# Achieving relativistic speeds with the use of lasers

Basically, were using a laser as an engine.

1. Mass: 1000 tons.
2. Electrical power for the laser: 10 GW.
3. Efficiency of the laser(s) : 50%.

So first I calculated the kinetic energy the laser would give to the ship:

$$E = P \cdot t \cdot L_e$$

where $$P$$ = electrical power, $$t$$ = time, $$L_e$$ = laser efficiency (0.5).

Then based of that I calculated velocity:

$$v = \sqrt{\frac{2E}{m}}$$

If these calculations are correct, a 1000 ton ship will reach 6000 m/s after 1h of acceleration using that engine.

The 10GW could be generated by a fusion reactor e.g.

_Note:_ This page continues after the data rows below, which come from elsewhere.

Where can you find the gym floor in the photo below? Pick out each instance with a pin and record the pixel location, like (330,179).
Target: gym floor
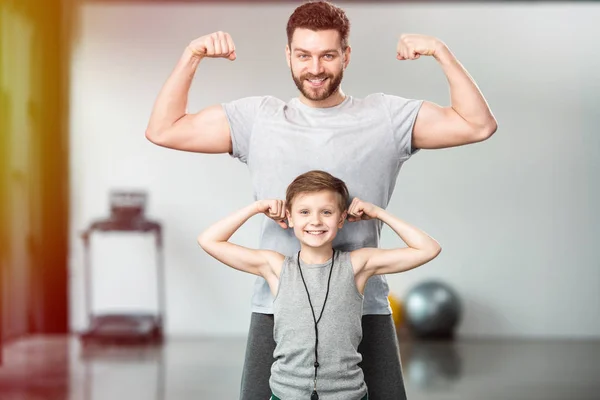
(53,368)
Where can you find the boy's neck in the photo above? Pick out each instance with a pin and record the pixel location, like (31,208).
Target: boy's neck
(315,255)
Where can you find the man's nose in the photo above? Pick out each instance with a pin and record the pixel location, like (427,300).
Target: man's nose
(316,66)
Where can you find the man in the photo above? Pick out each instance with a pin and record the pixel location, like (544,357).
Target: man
(362,141)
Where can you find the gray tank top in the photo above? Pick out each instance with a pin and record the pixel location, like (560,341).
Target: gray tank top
(339,376)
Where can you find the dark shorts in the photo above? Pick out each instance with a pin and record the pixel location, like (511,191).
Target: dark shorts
(273,397)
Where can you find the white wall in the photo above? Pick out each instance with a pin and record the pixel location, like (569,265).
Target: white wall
(516,215)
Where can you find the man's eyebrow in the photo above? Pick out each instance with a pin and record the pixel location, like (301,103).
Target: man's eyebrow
(323,52)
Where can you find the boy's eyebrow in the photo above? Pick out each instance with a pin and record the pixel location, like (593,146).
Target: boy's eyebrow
(323,52)
(307,206)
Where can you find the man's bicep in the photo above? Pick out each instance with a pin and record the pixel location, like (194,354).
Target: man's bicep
(204,132)
(438,127)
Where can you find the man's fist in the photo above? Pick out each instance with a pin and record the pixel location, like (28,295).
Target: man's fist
(413,46)
(215,45)
(361,210)
(274,209)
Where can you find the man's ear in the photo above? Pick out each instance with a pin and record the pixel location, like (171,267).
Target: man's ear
(347,53)
(288,55)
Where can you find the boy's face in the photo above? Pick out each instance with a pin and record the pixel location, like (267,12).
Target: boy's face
(316,217)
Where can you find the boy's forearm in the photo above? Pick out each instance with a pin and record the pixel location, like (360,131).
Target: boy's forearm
(171,103)
(222,230)
(411,235)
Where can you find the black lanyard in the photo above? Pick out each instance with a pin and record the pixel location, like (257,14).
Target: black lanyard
(315,395)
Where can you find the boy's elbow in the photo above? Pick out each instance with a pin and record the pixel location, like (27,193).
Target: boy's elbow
(435,250)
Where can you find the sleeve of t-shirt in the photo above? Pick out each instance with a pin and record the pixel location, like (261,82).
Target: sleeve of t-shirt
(403,114)
(241,115)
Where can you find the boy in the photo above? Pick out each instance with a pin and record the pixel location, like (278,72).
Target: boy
(318,292)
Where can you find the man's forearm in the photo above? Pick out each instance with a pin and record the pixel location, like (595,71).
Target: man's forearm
(171,103)
(467,100)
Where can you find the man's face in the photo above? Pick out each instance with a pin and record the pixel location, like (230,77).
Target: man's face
(317,62)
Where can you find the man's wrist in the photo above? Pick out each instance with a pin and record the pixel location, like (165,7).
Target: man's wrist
(191,55)
(442,53)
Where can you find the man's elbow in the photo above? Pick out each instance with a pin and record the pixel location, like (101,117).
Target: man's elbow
(152,135)
(203,242)
(486,130)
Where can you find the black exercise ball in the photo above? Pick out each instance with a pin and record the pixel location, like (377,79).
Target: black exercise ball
(433,310)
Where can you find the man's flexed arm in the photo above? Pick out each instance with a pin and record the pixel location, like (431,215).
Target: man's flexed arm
(468,119)
(170,126)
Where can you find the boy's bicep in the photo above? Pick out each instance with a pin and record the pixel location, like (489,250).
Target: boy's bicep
(238,257)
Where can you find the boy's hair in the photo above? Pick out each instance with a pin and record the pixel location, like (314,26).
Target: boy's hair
(316,181)
(319,16)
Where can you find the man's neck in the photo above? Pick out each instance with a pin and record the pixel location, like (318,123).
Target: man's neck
(335,99)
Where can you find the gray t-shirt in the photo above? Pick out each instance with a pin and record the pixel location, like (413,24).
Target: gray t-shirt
(339,376)
(364,142)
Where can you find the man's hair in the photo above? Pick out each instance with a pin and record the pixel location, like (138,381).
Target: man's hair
(319,16)
(316,181)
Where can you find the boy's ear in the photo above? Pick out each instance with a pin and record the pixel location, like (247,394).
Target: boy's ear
(343,219)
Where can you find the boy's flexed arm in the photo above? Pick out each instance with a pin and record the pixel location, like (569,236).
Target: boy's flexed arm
(372,261)
(214,240)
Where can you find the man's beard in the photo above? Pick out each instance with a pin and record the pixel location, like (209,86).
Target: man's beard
(317,94)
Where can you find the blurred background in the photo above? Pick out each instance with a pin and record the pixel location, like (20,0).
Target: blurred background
(96,220)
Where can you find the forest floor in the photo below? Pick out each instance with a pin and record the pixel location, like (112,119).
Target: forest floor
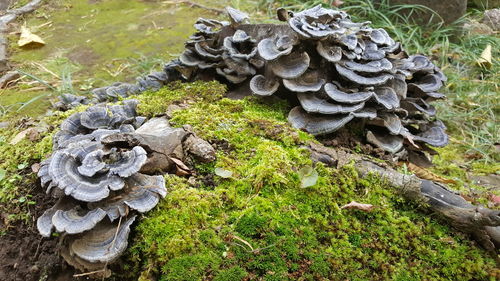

The reasons why I wouldn't use the fusion reactor directly as an engine is:

1. the nuclear waste it produces, so we couldn't use it around Earth;
2. the exhaust velocity isn't $$c$$, the max top speed will be lower than 0.999$$c$$.

My question is, if my calculations are correct, and if my assumption of using the nuclear reactor as an engine directly will result in a lower top speed?

And is this engine a good option for reaching relativistic speeds?

• A nuclear powered photonic rocket has a Max speed: en.m.wikipedia.org/wiki/Photon_rocket Dec 8, 2018 at 0:17
• Fusion reactors don't produce nuclear waste. Dec 8, 2018 at 1:02
• @RussellBorogove well it really does. D+D makes radioactive tritium, and both D+D and D+T make fast neutrons which make "other stuff" radioactive. D+3He doesn't do either but it is hard to suppress D+D also occurring in parallel that mixture.
– uhoh
Dec 8, 2018 at 10:29

For propulsion you have to think momentum rather than energy. In this case almost all of the optical energy output of the laser remains in the emitted photons. Whomever is unlucky enough to find themselves in that beam will tell you that, just before they vaporize!

So what's the momentum of a photon? Since photons don't have rest mass, a photon with energy $$E$$ has momentum $$E/c$$.

Thrust, which is momentum per second, would be energy per second (power) divided by $$c$$, or $$P/c$$ where $$P$$ is power in watts.

If you have 5 GW of laser power then thrust would be $$\frac{5 \times 10^9}{3 \times 10^8} = 16.7$$ newtons. Yep, it's very tiny.

You can then get your acceleration from $$F=ma$$$$a=F/m$$ which is tiny, but after months or years can add up. Final velocity would be $$v=at$$ after a time $$t$$ in seconds.

So in two years you get a little past 1 kilometer/second.

I'll leave that up to you if it's good or not for your application. If you don't mind waiting ten thousand generations, then this might be fine.